Durante o evento, empresas ligadas ao setor de transporte de gás manifestaram preocupações em relação ao edital apresentado pela agência.
O gasoduto liga a fronteira entre Brasil e Bolívia até Porto Alegre, passando por cinco Estados. Ele tem capacidade de transportar 30 milhões de metros cúbicos por dia.
A operação começou em 1999. O contrato com a Petrobras vence em 2019, liberando uma capacidade de 18 milhões de metros cúbicos por dia.
De acordo com o edital publicado pela ANP, 10% dessa capacidade seria reservada para oferta de contratos de curto prazo.
Para as empresas transportadoras, a medida faria com que a demanda final se tornasse inferior à capacidade total, afetando a receita e expondo as empresas a um risco elevado.
Os contratos seriam ofertados anualmente por meio de leilões “Hoje o setor não tem esse dinamismo de mercado. Em um cenário onde esses 10% não são efetivamente contratados, você vai receber uma receita menor”, afirmou Mariana Saragoça da firma de advocacia Stocche.
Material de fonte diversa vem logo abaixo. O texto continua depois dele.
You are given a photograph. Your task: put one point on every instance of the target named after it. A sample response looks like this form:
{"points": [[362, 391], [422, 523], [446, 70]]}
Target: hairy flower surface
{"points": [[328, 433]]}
De acordo com Saragoça, a medida pode causar um desequilíbrio financeiro no mercado de transporte de gás natural e não possui respaldo regulatório.
Para contornar a questão, as empresas propõem que a tarifa seja acrescida em caso de não contratação de toda a capacidade.
De acordo com o superintendente da ANP Hélio Bisaggio, a agência reguladora estuda alterar as regras tarifárias para atender às demandas das empresas.
“Não será dado seguimento ao edital sem que haja a avaliação adequada”, afirmou.